LONDON—Huawei’s relations with British authorities hit a low last month when a top official walked out of a meeting with the Chinese company over its perceived failure to fix security holes in its products, sources familiar with the talks told Reuters.
Although Huawei responded with a pledge to spend $2 billion on a security overhaul to address the British concerns, tensions between London and the world’s biggest producer of telecoms equipment remain high as it fights U.S.-led allegations of Chinese state spying.
“Previously, you very much had British civil servants saying ‘please do this’ and asking rather than telling or banging the table,” a source familiar with the matter told Reuters. “Huawei HQ now have the message.”
The fraught nature of the meeting between Huawei executives and Britain’s National Cyber Security Centre (NCSC) underlines the challenge facing the company in convincing Western governments its equipment is safe.
A spokesman for the NCSC—part of Britain’s GCHQ spy agency—said the meeting in late November “ ended prematurely because of increased tensions,” but declined to provide any further details because the conversations were private.
Huawei did not respond directly to questions about the meeting or its talks with the NCSC, but said British officials had “identified some areas for improvement in our engineering processes.”
Huawei has come under intense scrutiny as countries including Australia, New Zealand and Japan follow U.S. moves to restrict access to their markets, citing security concerns that its technology could be used by Beijing for spying.
In an April report, the U.S.-China Economic and Security Review Commission, a Congressional group, pointed to extensive ties between Huawei and the Chinese Communist Party.

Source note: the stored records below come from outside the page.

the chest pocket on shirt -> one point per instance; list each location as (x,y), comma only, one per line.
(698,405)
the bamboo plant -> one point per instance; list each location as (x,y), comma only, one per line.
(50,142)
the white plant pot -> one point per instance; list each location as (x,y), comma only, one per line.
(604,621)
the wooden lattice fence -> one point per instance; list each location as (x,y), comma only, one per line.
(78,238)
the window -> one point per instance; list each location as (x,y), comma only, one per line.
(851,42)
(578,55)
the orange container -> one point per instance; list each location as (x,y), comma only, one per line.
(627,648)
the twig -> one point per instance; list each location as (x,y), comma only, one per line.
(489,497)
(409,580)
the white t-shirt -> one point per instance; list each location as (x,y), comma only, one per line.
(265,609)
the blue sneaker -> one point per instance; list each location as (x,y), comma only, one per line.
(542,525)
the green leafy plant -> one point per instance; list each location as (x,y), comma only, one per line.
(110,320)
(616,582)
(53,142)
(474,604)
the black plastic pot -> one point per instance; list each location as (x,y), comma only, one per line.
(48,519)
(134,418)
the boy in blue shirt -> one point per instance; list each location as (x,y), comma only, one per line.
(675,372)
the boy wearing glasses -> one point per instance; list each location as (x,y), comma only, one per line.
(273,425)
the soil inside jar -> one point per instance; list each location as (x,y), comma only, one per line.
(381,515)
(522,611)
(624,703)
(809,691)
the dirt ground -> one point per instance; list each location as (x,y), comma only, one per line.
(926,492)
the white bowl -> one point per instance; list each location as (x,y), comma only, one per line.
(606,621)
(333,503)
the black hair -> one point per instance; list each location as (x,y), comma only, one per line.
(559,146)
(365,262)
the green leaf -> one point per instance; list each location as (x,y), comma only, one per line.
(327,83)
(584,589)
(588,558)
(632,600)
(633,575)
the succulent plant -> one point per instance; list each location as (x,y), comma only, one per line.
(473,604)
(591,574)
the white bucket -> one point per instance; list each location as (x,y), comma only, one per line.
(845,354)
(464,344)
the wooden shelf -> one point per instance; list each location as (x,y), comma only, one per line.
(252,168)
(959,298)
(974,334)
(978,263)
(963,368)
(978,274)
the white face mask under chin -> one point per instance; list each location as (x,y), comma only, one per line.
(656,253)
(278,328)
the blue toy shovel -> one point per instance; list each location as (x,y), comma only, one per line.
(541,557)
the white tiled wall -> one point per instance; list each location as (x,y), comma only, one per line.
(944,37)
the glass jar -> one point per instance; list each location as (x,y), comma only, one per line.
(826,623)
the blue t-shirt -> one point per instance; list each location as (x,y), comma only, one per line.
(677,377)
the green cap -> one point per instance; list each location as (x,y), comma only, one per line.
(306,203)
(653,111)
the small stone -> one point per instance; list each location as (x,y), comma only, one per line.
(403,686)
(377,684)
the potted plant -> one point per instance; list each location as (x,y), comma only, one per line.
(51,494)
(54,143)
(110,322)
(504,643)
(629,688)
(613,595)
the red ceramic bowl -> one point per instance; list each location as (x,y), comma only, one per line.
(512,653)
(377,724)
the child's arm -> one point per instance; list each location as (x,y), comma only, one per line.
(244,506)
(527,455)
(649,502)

Huawei founder Ren Zhengfei was a former director of telecoms research in the Chinese military’s General Staff Department.
The arrest last week in Canada of its chief financial officer and founder’s daughter, Meng Wanzhou, on U.S. charges that she misled multinational banks about Iran-linked transactions has ramped up the pressure. Meng, who has been freed on bail, has said she is innocent and will contest the allegations in the United States if extradited.
Huawei now increasingly needs to secure the approval of British authorities, who have so far resisted U.S. calls to act against the company and say they guard against security threats by having Huawei products reviewed at a special company laboratory.
But a British government report released in July found that technical and supply-chain “shortcomings” with Huawei equipment had exposed national telecom networks to new security risks.
Sources told Reuters that NCSC officials had become frustrated by Huawei’s slow response to the report and its findings, which included issues raised in previous years about limitations on checking internal product code.
The report’s critical language and NCSC Technical Director Ian Levy’s dramatic exit from the November meeting showed company officials in China they needed to take prompt and significant action, the sources said.
The NCSC spokesman said relations with Huawei have been “strained since the report, but underlining that is a commitment to find solutions. We continue to have consistent dialogue.”